Nucleotide sequence accession number.
The complete pHP13 DNA sequence was deposited in the GenBank nucleotide sequence database under accession number DQ 297764.
RESULTS
Maintenance of pBM19 represents a burden for B. methanolicus growing on mannitol.
B. methanolicus is a restricted facultative methylotroph, and besides mannitol, few multicarbon sources can be consumed by this bacterium. We previously demonstrated that MGA3 can be cured of pBM19 by introducing the pBM19 derivative pTB1.9 and that the resulting strain, MGA3C-A6, had lost the ability to grow on methanol (8). Besides encoding mdh, the biological significance of pBM19 for maintaining the viability of B. methanolicus in the environment remains unknown. The pBM19 genes glpX, fba, tkt, pfk, and rpe encode proteins with proposed functions in the RuMP pathway (Fig. 1), but enzymes may be shared between several pathways, and it was of interest to test if pBM19 is also important for nonmethylotrophic growth. The specific growth rates of wild-type MGA3 in shake flask cultures on methanol and mannitol were found to be similar (0.32 h−1 ± 0.02 and 0.30 h−1 ± 0.02, respectively). Interestingly, the specific growth rate of the pBM19-cured strain MGA3C-A6 on mannitol is higher (0.37 h−1 ± 0.02) than that of its parental wild-type strain. We next exposed the wild-type MGA3 cells for prolonged growth in Mann10 medium, and after 70 and 140 generations, samples were collected from the growing culture and plated on solid medium, and single colonies were picked and tested for the ability to grow on methanol medium (MeOH200). After 70 generations, 2 of 10 colonies (20%) tested had lost the ability to grow on methanol, while after 140 generations, 16 of 20 colonies (80%) tested could not grow on methanol. All colonies tested grew well on mannitol medium (Mann10). To verify that the observed phenotypes were due to loss of pBM19, we isolated total DNA from selected colonies and used this material as templates for PCR analyses using primers directed toward both pBM19 and chromosomal targets (8). The results of these experiments confirmed that all colonies that had lost the ability to grow on methanol were B. methanolicus cured of pBM19 (data not shown). Total DNA isolated from the wild-type strain, MGA3, was used as a positive control template in these PCR experiments. Together, these data demonstrate that the maintenance of the natural plasmid pBM19 represents a metabolic burden for the B. methanolicus cells when growing on mannitol.

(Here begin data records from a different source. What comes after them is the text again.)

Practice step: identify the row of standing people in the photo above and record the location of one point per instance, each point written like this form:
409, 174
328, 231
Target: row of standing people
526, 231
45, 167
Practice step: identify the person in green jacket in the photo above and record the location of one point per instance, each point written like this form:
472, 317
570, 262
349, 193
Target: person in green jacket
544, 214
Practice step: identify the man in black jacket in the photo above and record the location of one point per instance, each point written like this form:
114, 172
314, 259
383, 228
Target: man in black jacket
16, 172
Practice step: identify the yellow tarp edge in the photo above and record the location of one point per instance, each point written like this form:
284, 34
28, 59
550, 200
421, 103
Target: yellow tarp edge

Six pBM19 genes, together with two chromosomal genes, are transcriptionally induced upon growth of B. methanolicus in methanol.

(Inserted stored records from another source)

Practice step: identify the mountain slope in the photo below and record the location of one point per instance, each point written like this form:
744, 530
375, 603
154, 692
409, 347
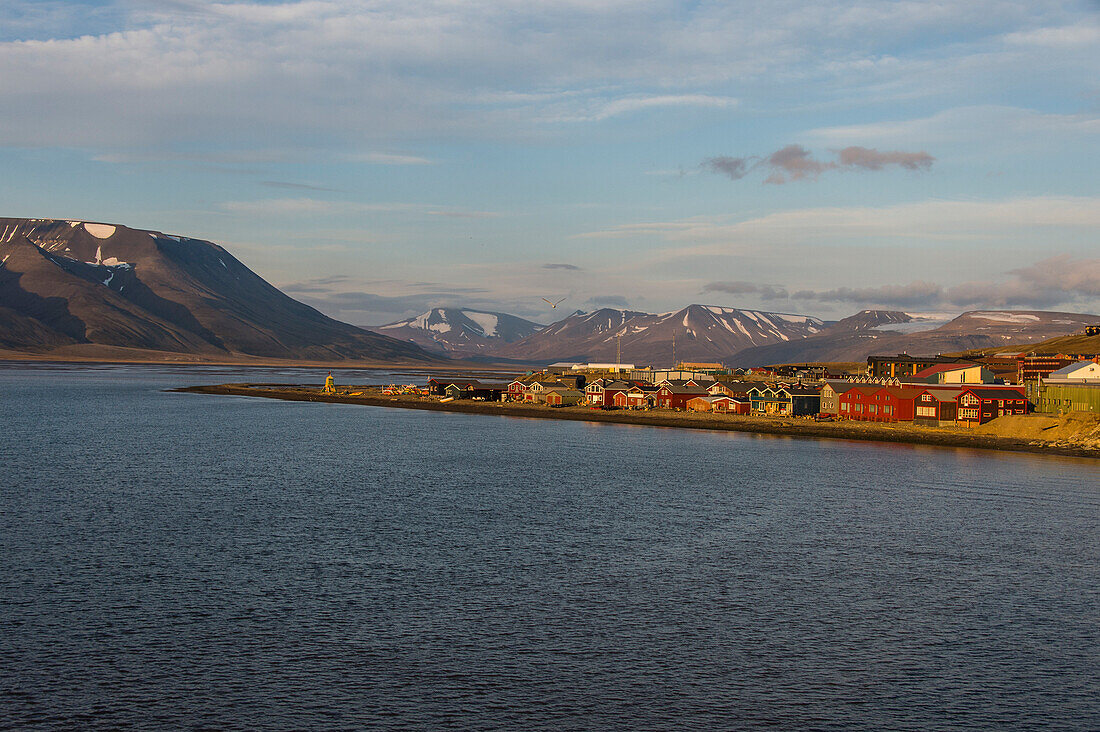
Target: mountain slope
460, 330
976, 329
697, 332
65, 283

It has been shown that expression of genes may be selectively induced upon C1 growth in autotrophic (27) and methylotrophic (1, 3, 15, 17, 29) bacteria. To fully explore the biological function of pBM19 for methylotrophic growth, we analyzed the transcriptional regulation of a selection of its genes by RT-PCR. MGA3 cells were grown exponentially in defined mannitol (Mann10) and methanol (MeOH200) media, and samples were harvested for isolation of total RNA and concomitant cDNA synthesis (see Materials and Methods). The latter material served as a template for the RT-PCR analyses. Based on the growth rate data presented above, we expected that pBM19 replication should not be affected by the C source. This assumption was confirmed by RT-PCR analysis showing that the transcript levels of the pBM19 replication initiator gene repB are similar in cells utilizing mannitol and methanol (data not shown). To avoid the high template dilutions needed when analyzing 16S rRNA transcription levels, we chose to use repB as the internal standard in all further RT-PCR experiments. The results of these experiments (Table 3) show that mdh transcription is induced about threefold in cells growing on methanol medium compared to those growing on mannitol medium, which is in agreement with MDH enzyme activity data presented by others (4, 11). The transcript levels of glpX, fba, tkt, pfk, and rpe are also induced (between 6- and 40-fold) upon methanol growth, supporting the roles of these genes for methanol assimilation by B. methanolicus. The methanol-mediated induction differs considerably between the genes tested. The pfk transcription is very low upon growth in mannitol and strongly induced (40-fold) upon growth in methanol. This may suggest that the deduced pfk gene product, an ATP-dependent PFK protein (8), is needed only during C1 growth. This is similar to Amycolatopsis methanolica, in which the ATP-dependent (irreversible) PFK activity is induced by methanol, whereas pyrophosphate (PPi)-dependent PFK enzyme (reversible) is expressed upon growth on glucose (1).
TABLE 3.
Gene | Localization | Biological function | Upregulationb |
---|---|---|---|
mdh | pBM19 | Methanol oxidation | 2.9× ± 0.4× |
glpX | pBM19 | RuMP pathway | 9.0× ± 0.8× |
fba | pBM19 | RuMP pathway | 17× ± 1.2× |
tkt | pBM19 | RuMP pathway | 15× ± 1.5× |
pfk | pBM19 | RuMP pathway | 40× ± 1.5× |
rpe | pBM19 | RuMP pathway | 6.0× ± 0.2× |
hps | Chromosome | RuMP pathway | 6.8× ± 0.8× |
phi | Chromosome | RuMP pathway | 6.0× ± 1.0× |
act | Chromosome | Methanol oxidation | 0.8× ± 0.05× |
parA | pBM19 | pBM19 replication | 0.9× ± 0.1× |
Total RNA was isolated from cells growing in methanol (MeOH200) or mannitol (Mann10) medium and was used as templates for cDNA synthesis. The cDNA templates were used for RT-PCR experiments by using the primers listed in Table 2.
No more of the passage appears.